We recommend all filial associations of this body to assume the same attitude in the event of an issue being forced upon them by further encroachments, and we suggest to them, as well as to the Builders' and Traders' exchange of Chicago, that, in order to encourage all workmen who wish to have an opportunity to freely work, untrammelled by the improper requirements and rules of voluntary associations (membership in which, as far as most workmen are concerned, have become involuntary), and be protected in their work, it will be wise to create and establish at once a Bureau of Record in connection with their associations, where any and all workmen may put themselves on record as assenting to the principles of individual liberty, announced here in Chicago, and by and through which the workmen so assenting will be kept at work, and protected in it, in preference to those who deny these principles.

Let steps be taken, after a certain time given to develop the honest purpose, good character, skill and ability of the workmen, to make them members of your own associations, and so institute, for the first time, a union wherein employer and employe shall be joined, and their interests considered in common, as they properly should be.
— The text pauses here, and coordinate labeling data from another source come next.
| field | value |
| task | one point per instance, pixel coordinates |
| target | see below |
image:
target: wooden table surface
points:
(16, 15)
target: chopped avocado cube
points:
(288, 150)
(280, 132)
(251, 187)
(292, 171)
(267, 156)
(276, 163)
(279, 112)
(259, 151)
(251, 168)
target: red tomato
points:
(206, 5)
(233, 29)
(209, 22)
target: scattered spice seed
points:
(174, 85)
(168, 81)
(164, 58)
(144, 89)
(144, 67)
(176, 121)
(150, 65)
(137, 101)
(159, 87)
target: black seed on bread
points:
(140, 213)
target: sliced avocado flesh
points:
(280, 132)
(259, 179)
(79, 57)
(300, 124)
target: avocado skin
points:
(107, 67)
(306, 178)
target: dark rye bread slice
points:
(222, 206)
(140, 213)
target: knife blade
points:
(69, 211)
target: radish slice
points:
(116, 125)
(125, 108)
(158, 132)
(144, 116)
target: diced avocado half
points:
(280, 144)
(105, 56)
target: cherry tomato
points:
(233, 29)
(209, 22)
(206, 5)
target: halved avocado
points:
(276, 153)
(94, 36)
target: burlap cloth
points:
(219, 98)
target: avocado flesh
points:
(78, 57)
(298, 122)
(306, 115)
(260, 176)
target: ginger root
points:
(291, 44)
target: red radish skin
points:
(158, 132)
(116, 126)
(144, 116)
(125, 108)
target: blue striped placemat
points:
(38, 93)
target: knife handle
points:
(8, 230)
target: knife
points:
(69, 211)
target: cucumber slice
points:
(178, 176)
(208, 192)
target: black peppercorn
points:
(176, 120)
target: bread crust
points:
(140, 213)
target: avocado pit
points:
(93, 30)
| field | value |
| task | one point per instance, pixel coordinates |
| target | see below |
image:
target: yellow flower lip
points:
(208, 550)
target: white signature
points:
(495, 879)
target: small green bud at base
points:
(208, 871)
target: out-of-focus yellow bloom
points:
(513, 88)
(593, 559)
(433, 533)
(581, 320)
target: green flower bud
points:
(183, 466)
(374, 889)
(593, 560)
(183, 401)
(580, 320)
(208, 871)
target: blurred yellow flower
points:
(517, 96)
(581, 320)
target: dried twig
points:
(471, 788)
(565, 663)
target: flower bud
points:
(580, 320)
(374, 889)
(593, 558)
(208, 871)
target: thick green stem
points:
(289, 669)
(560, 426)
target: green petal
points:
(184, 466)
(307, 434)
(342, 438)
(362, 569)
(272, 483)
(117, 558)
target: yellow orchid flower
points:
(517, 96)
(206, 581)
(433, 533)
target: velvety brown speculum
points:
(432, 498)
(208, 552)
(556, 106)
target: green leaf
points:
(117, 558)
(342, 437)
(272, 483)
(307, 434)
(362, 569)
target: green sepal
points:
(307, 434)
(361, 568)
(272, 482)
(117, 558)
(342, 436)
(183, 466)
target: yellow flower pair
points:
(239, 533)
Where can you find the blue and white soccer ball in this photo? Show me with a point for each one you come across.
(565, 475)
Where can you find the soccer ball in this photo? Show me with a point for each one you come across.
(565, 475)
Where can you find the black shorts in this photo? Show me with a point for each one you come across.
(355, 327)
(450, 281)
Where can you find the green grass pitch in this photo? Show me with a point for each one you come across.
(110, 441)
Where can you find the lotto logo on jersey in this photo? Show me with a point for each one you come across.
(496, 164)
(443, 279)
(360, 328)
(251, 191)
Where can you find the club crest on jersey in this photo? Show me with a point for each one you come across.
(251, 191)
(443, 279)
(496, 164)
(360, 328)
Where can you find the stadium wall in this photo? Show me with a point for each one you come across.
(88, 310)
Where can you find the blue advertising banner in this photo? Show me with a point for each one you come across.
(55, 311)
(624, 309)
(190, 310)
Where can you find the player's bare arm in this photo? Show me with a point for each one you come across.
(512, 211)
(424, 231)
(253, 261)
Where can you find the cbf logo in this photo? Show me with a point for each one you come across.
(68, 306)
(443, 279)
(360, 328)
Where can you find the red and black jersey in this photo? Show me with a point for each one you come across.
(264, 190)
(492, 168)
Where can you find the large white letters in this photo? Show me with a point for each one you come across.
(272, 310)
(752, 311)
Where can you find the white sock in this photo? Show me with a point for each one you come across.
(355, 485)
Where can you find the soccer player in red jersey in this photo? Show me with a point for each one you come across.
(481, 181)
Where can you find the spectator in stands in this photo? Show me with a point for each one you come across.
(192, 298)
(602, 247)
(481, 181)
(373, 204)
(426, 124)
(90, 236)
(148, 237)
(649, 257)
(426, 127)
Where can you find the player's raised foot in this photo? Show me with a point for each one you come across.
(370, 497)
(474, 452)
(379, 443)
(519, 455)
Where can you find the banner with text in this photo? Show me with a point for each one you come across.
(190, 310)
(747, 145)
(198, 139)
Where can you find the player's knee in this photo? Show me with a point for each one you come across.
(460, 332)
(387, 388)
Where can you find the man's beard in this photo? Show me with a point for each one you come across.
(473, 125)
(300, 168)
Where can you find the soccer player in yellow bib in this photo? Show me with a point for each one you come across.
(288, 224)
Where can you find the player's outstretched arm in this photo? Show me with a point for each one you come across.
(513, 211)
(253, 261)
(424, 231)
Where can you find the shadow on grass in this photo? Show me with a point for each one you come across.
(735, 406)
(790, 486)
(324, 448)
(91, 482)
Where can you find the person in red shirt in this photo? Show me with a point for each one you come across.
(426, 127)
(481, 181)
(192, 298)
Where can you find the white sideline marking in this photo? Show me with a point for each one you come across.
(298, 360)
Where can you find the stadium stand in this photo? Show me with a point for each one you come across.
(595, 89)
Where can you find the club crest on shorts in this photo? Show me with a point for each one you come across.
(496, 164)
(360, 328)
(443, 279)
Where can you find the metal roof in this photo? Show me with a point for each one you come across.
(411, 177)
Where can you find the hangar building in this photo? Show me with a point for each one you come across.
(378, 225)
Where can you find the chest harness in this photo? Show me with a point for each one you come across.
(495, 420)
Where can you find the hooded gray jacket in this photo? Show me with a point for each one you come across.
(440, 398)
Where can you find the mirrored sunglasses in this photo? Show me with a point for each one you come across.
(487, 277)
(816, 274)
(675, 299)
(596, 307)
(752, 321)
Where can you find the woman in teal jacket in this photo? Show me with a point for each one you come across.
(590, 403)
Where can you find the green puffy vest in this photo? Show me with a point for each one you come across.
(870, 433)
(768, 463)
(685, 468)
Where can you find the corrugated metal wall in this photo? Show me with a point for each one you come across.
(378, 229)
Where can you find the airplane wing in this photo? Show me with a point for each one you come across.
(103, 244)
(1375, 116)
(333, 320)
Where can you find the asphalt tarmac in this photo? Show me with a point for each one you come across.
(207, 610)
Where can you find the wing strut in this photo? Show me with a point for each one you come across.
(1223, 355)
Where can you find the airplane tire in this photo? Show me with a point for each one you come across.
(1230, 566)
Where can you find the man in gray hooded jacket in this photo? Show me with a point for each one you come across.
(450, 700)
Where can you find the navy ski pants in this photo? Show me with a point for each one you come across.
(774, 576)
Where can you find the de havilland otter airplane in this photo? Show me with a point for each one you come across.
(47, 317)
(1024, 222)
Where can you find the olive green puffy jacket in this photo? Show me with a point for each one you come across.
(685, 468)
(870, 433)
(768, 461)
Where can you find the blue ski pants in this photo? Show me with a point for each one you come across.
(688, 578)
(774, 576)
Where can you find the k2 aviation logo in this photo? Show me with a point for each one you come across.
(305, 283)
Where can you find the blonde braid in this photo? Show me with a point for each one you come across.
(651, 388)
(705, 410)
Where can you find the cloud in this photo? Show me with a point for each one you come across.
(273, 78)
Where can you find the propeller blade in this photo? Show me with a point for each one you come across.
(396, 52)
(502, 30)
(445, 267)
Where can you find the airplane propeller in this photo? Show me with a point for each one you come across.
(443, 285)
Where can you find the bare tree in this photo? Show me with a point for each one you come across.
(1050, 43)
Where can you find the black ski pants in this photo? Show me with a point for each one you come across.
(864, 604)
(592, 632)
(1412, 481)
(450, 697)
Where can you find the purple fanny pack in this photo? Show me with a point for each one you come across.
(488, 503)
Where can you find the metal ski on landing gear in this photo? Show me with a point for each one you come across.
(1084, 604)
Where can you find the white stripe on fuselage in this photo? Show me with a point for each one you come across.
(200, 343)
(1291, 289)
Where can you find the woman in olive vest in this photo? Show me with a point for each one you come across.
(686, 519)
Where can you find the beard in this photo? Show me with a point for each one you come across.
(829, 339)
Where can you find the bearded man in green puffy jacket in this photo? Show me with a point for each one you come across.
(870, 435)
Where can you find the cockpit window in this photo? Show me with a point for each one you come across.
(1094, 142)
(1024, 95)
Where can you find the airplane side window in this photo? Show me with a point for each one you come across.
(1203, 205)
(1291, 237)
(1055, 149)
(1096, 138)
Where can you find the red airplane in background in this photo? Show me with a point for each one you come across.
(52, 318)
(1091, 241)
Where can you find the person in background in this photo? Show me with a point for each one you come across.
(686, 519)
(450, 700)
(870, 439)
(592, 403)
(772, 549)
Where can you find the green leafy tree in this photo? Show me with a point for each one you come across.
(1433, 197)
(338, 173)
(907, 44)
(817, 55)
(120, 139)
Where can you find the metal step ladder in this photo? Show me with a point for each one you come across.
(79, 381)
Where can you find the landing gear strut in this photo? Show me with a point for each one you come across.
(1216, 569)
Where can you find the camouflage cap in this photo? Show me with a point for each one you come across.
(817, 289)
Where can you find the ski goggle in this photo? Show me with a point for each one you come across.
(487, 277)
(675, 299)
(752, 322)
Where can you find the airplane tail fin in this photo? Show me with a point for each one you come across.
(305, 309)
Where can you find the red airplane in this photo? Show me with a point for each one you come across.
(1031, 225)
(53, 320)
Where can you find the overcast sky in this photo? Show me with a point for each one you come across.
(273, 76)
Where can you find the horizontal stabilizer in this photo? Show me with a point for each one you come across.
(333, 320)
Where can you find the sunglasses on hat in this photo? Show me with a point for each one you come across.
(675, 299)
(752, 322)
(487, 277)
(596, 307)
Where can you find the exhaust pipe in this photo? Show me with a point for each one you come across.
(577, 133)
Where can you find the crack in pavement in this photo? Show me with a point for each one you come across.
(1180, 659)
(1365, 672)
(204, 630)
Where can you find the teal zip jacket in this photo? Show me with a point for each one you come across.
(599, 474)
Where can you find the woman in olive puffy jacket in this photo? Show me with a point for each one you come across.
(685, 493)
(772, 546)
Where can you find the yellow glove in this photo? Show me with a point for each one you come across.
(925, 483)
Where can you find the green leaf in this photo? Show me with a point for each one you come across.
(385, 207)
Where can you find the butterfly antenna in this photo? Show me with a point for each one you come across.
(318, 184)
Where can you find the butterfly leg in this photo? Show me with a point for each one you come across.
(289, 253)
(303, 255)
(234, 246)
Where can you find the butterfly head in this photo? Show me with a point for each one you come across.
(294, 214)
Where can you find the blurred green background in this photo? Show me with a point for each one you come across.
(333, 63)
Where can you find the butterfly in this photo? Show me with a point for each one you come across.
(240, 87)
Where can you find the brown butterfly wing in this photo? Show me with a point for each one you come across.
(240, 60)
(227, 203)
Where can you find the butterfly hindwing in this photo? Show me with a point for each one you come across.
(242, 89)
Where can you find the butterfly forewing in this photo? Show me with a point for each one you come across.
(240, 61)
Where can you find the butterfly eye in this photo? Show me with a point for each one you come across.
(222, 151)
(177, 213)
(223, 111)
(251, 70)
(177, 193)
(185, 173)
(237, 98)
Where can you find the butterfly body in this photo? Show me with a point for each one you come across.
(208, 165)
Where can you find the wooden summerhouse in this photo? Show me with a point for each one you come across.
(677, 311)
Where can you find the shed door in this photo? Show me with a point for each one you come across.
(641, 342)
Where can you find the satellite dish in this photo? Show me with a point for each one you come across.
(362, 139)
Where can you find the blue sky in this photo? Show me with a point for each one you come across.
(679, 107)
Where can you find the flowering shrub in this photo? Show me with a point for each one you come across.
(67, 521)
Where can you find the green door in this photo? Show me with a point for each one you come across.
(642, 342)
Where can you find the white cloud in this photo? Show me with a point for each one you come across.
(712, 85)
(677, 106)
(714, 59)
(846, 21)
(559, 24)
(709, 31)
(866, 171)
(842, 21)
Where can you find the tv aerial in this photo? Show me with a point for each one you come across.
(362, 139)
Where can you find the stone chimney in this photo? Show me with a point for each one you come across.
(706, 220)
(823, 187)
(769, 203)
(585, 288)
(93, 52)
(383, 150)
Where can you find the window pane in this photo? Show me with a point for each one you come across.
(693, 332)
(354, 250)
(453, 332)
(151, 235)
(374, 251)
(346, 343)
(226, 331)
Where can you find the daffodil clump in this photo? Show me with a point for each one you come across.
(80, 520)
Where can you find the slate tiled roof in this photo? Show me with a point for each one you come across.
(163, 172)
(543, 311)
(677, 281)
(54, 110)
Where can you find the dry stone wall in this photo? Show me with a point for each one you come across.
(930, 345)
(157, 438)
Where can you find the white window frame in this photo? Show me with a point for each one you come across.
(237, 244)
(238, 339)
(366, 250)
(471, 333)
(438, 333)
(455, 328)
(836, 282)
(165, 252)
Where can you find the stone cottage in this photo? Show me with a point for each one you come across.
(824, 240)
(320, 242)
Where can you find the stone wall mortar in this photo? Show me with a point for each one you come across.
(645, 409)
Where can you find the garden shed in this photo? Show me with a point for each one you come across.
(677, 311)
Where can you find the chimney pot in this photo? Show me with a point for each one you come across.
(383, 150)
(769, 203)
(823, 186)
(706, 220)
We believe this would be a step in the right direction, and the dawn of the day when the two branches of workmen—the directing workman and the manual workman—will not be arrayed against each other, but will consider and act in concert for their mutual benefit.

Closing now our report to filial associations, we wish to address a few words to the public at large, whose servants we are.

We believe that the builders of this country stand to-day in a position which commands the attention of all kinds and classes of business men everywhere.

We wish to do only that which is right and in accordance with the principles upon which this Republic was founded.

Individual liberty is the dearest possession of the American people; we intend to stand by it and protect it in every emergency, and, to our mind, there has never been before presented an occasion more significant and decisive than the present, and in doing all we can to sustain it we feel that we are fighting not for our selfish ends alone, but for the welfare and protection of every individual in the land.

Individual liberty is not incompatible with associations, and associations are not incompatible with individual liberty; on the contrary, they should go hand in hand.

We call upon all to sustain us in maintaining all that is good and in defeating all that is bad in this difficult problem of labor.

Liberty is our watchword, and this struggle is but a continuation of that endeavor which began a hundred years ago, when a little band of patriots, at Concord Bridge, "fired that shot heard round the world," which was the first blow in establishing American independence.

Signed,

J. M. Blair,
John S. Stevens,
Edward E. Scribner,
Wm. H. Sayward,
John J. Tucker,

Executive Board of the National Association of Builders.